El pasado 12 de junio se aprobó el Convenio 193 de la OIT, cuyo objetivo es proteger a quienes trabajan a través de plataformas digitales.
Este sector, que crece exponencialmente en todo el mundo, está generando unas condiciones laborales precarias y de enorme explotación en todos los países. Por eso necesita ser reglado y evitar las condiciones de trabajo indignas a las que se ven arrastradas miles de personas que realizan actividades desde el sector bancario al de los cuidados personales, las redes sociales o la moderación de contenidos, etc.
Aunque ya existe una directiva europea sobre el mismo tema, que recoge mayores garantías para las personas trabajadoras de este sector y cuya transposición está prevista para el mes de diciembre de este año en nuestro país, los convenios de la OIT pueden ser ratificados por los 183 países miembros, lo que hace de su aprobación un paso muy importante.
Son muchos los países que no tienen reguladas, ni mucho menos, las garantías y los derechos recogidos en este convenio. De ahí que las organizaciones sindicales vayan a tener un instrumento para movilizar y mejorar las condiciones laborales de los trabajadores de cada uno de esos países.
Las plataformas, que normalmente tienen sus sedes sociales en los países más industrializados, contratan, a través de intermediarios, a trabajadores en cualquiera de los continentes y países donde normalmente no existen normas que limiten los efectos de los algoritmos, con contratos de trabajo por cuenta propia faltos, en muchísimos casos, de los derechos y garantías mínimos del derecho laboral de sus propios países.
El convenio se aplica a las plataformas digitales de trabajo y a sus trabajadores, estén o no en una relación de empleo, incluidos los trabajadores por cuenta propia. Tanto el trabajo en plataformas como el trabajo en línea están englobados en este convenio.
El convenio aborda cuestiones como los principios y derechos fundamentales en el trabajo, la seguridad y salud, la violencia y el acoso, la promoción del trabajo decente, las remuneraciones o el pago, la seguridad social, el impacto de los sistemas automatizados en los trabajadores, la protección de datos y la privacidad, la suspensión, desactivación y terminación, la protección de los migrantes y refugiados y el acceso a la justicia.
Este trabajo suele organizarse por encima de las fronteras y con intermediarios. Por eso, el mencionado convenio incluye disposiciones que garantizan la efectividad de sus protecciones, lo cual supone la obligación de aplicar el convenio a las plataformas y a los intermediarios que operan en su territorio. Es muy importante la colaboración entre los Estados miembros para garantizar su efectividad. El objetivo fundamental es que los trabajadores de plataformas que son asalariados estén tan protegidos como otras categorías de asalariados.

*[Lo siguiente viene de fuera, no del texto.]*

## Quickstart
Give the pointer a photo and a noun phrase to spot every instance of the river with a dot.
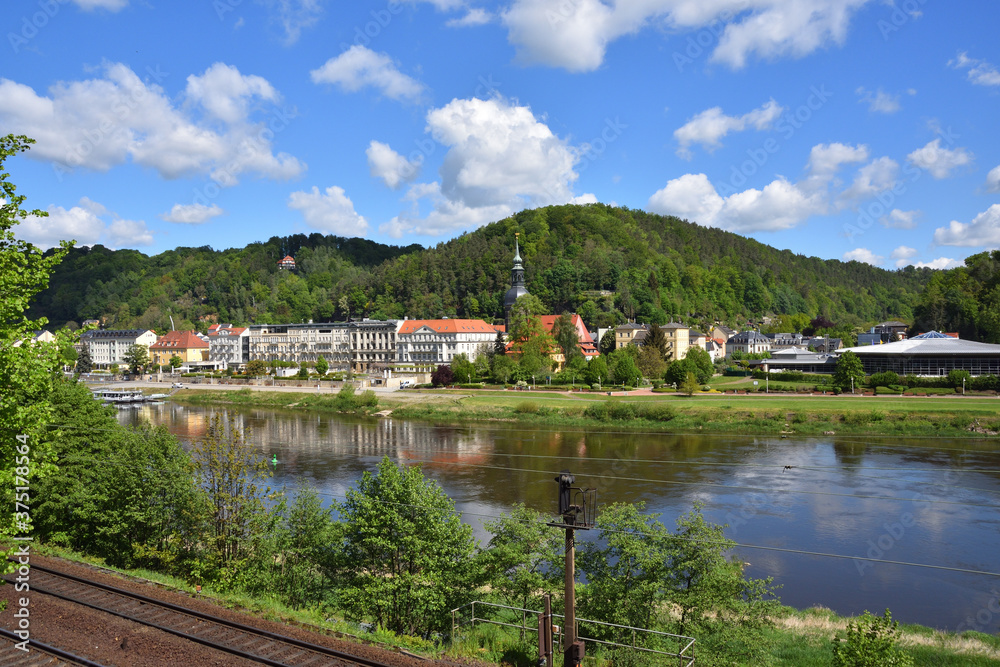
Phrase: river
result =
(937, 501)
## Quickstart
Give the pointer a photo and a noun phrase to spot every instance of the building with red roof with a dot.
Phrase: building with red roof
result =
(432, 342)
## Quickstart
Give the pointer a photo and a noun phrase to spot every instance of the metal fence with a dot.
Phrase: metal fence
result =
(640, 636)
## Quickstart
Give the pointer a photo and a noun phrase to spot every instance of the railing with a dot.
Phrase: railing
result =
(684, 644)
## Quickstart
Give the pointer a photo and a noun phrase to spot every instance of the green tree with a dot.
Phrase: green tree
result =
(123, 496)
(597, 371)
(406, 556)
(234, 476)
(567, 337)
(27, 370)
(499, 344)
(137, 358)
(870, 641)
(462, 368)
(84, 364)
(849, 371)
(502, 368)
(700, 363)
(522, 560)
(608, 342)
(256, 368)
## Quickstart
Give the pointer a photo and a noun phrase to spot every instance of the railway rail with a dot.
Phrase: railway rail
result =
(39, 655)
(260, 646)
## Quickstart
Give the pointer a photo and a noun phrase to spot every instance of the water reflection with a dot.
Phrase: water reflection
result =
(786, 493)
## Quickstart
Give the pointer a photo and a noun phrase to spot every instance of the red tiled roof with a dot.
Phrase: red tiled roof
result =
(448, 326)
(179, 340)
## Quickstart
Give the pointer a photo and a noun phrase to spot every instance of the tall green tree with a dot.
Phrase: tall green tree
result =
(406, 556)
(27, 369)
(234, 476)
(849, 372)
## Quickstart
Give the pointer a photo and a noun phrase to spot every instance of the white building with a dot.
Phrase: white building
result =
(748, 342)
(229, 346)
(108, 347)
(422, 342)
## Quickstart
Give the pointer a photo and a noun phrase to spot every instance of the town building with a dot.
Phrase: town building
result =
(191, 347)
(630, 334)
(586, 344)
(108, 347)
(517, 288)
(748, 342)
(678, 340)
(228, 346)
(306, 342)
(930, 355)
(433, 342)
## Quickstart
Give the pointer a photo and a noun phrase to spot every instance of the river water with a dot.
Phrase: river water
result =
(931, 502)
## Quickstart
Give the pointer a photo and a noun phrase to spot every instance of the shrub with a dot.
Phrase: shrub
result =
(870, 642)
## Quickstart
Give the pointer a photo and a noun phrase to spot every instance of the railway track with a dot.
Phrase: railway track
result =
(39, 655)
(260, 646)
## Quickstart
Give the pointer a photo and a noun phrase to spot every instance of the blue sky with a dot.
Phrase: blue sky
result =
(845, 129)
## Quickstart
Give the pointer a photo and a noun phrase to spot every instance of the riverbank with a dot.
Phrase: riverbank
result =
(799, 638)
(752, 414)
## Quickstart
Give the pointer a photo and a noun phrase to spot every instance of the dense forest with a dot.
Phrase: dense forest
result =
(606, 263)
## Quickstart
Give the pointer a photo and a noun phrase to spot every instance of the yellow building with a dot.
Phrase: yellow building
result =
(187, 345)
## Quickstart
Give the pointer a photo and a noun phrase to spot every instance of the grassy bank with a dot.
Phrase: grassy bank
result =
(955, 417)
(800, 638)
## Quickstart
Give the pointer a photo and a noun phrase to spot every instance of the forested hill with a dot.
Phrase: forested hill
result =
(657, 268)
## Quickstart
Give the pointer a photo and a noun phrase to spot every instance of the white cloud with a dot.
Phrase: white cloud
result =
(709, 126)
(898, 219)
(473, 17)
(499, 153)
(879, 101)
(500, 159)
(390, 166)
(360, 67)
(83, 223)
(780, 205)
(192, 214)
(863, 255)
(825, 160)
(984, 230)
(981, 72)
(330, 211)
(104, 122)
(993, 180)
(940, 162)
(575, 35)
(226, 94)
(293, 16)
(877, 176)
(110, 5)
(903, 254)
(940, 263)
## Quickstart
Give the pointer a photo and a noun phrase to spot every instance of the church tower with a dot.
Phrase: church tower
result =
(517, 288)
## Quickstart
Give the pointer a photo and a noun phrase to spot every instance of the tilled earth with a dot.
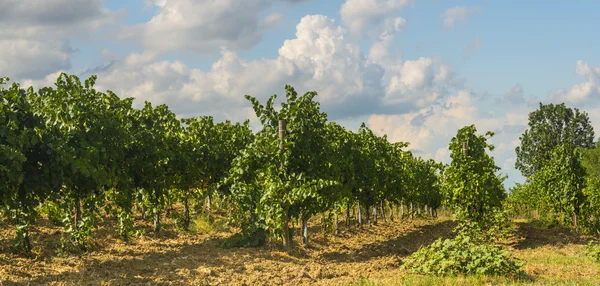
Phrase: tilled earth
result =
(195, 259)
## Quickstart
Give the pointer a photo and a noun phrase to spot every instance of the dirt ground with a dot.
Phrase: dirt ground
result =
(373, 253)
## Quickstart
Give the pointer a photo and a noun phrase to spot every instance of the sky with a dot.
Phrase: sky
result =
(416, 70)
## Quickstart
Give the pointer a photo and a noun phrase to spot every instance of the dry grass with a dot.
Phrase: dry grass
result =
(554, 257)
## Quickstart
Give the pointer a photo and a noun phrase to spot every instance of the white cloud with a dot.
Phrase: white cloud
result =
(23, 58)
(357, 14)
(457, 14)
(587, 92)
(204, 26)
(419, 82)
(321, 57)
(379, 51)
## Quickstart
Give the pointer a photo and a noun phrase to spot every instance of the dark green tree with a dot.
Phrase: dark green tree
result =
(550, 126)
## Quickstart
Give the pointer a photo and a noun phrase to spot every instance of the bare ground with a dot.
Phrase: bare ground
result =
(375, 252)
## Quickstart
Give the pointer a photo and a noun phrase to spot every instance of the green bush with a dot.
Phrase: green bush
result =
(463, 255)
(592, 250)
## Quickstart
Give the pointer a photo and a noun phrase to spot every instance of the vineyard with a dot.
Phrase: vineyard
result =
(84, 173)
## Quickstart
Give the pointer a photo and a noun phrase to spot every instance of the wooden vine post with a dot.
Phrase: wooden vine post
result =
(286, 227)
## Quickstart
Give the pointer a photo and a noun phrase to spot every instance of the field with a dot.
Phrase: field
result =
(368, 256)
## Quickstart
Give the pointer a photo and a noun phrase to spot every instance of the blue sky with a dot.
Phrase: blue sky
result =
(415, 70)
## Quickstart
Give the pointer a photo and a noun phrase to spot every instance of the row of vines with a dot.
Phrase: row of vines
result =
(75, 153)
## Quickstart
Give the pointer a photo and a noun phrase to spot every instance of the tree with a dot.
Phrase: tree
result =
(560, 182)
(550, 126)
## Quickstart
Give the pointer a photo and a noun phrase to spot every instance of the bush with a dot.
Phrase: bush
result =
(592, 250)
(463, 255)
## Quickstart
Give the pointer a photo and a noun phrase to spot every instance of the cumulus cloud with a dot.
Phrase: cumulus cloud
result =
(417, 82)
(586, 92)
(457, 14)
(320, 57)
(358, 14)
(379, 51)
(204, 26)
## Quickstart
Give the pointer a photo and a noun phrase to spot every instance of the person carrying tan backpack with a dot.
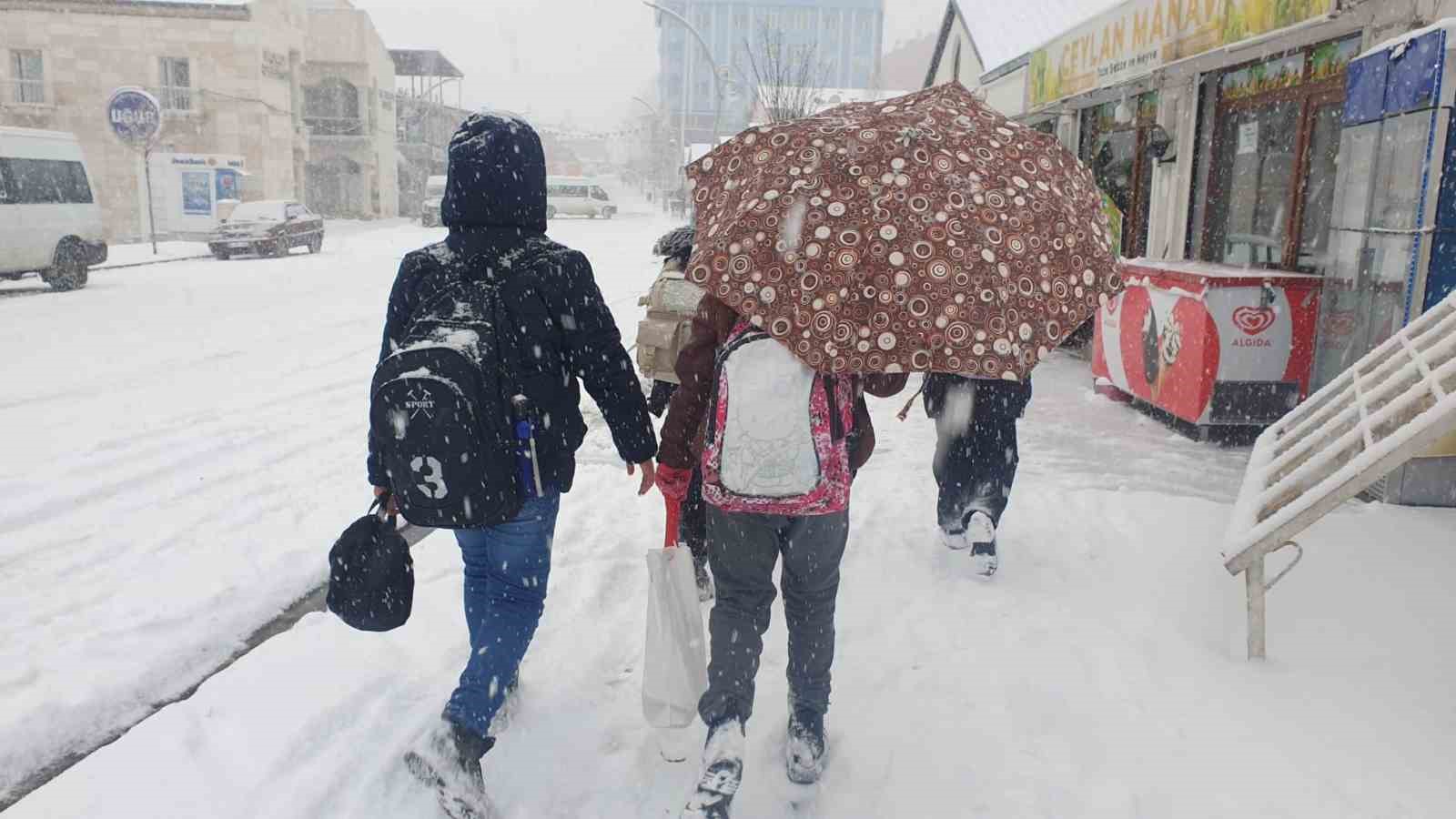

Se debe aplicar tanto a los trabajadores de plataformas digitales en la economía formal como en la informal. Es más, los Estados miembros determinarán las medidas para su cumplimiento, de acuerdo con su legislación. Uno de los avances más significativos es el reconocimiento de que la gestión algorítmica es una cuestión laboral. Estos trabajadores tienen tantos derechos como todos los demás, poniendo así fin a la ficción de que este trabajo existe al margen de los derechos laborales.
Como todos los convenios de la OIT, será jurídicamente vinculante para los Estados miembros que lo ratifiquen. Una vez ratificado, deberá transformarse en leyes, reglamentos o cualquier otra medida acorde con el sistema jurídico de cada país.
Seguramente, este Convenio marca el comienzo de un nuevo marco de relaciones laborales para el siglo XXI, donde la empresa ya no es únicamente un espacio físico en el que el jefe está muy perfilado, las personas trabajan bajo una estructura jerárquica y los empleados tienen una relación bilateral entre ellos o en grupo.
En este convenio se reconoce que hay organizaciones que coordinan miles de personas distribuidas en diferentes países, donde los profesionales pueden trabajar en diferentes proyectos simultáneamente, en equipos virtuales que nunca coinciden físicamente. Plataformas capaces de conectar oferta y demanda de trabajo en segundos.
Probablemente, es el primer paso para organizar y ordenar una nueva forma de trabajar.